For Silcharians, it was a different event a couple of hours in an otherwise dull cold Monday evening. They spotted an elephant in the residential areas and started following it in herd. Most of them had their smartphone cameras recording the movement of the elephant even though it was not doing anything apart from trying to escape the attention.

The elephant ran through Tarapur, Chamragudam, other parts of Berenga. “It was a domesticated elephant. We have called the owner. Together we are trying to trace it. We believe that elephant has ran into the jungles near Lakhipur area,” said Cachar DFO, Tejas Mariswamy.

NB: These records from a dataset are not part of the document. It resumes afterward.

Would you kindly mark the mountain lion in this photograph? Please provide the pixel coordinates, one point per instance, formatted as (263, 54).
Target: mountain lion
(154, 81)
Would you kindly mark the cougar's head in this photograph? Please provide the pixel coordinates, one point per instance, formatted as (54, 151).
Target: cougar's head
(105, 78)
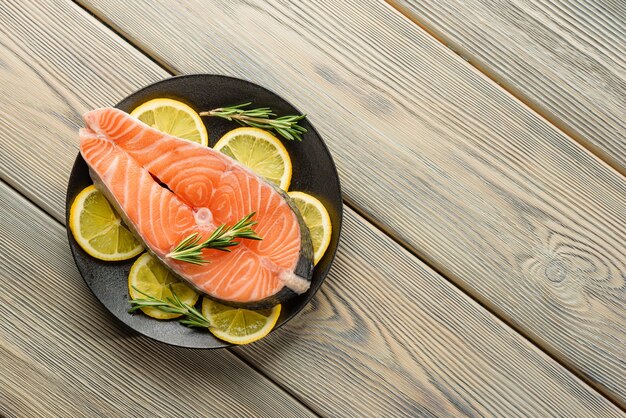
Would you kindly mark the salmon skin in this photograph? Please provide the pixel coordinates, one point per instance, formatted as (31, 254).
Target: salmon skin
(205, 189)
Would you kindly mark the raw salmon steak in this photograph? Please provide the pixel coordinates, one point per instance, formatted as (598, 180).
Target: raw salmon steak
(166, 188)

As per available information, the elephant was with its mother near a railway track. As the train passed honking, the elephant got scared and ran into the residential areas. While it would have returned to the mother, the already scared calf got rattled by human attention and especially the flashlights. Now, it is missing and at risk of entering another residential area and eventually getting attacked.

The way people chased the elephant and tried to film it, reminds one of a cage in an African zoo. For the freshers, in Lusaca Zambia there is a Zoo that houses one uniquely positioned cage that garners most attention. Outside the cage, it is written “World’s most dangerous animal.”

Tourists across the world enter thinking it could be a snake or a spider or a gigantic tiger, but as they walk in they do not spot any animal but find a mirror where one sees one’s own reflection. The missing elephant has held a mirror for us to see world’s most dangerous animals running with smartphones.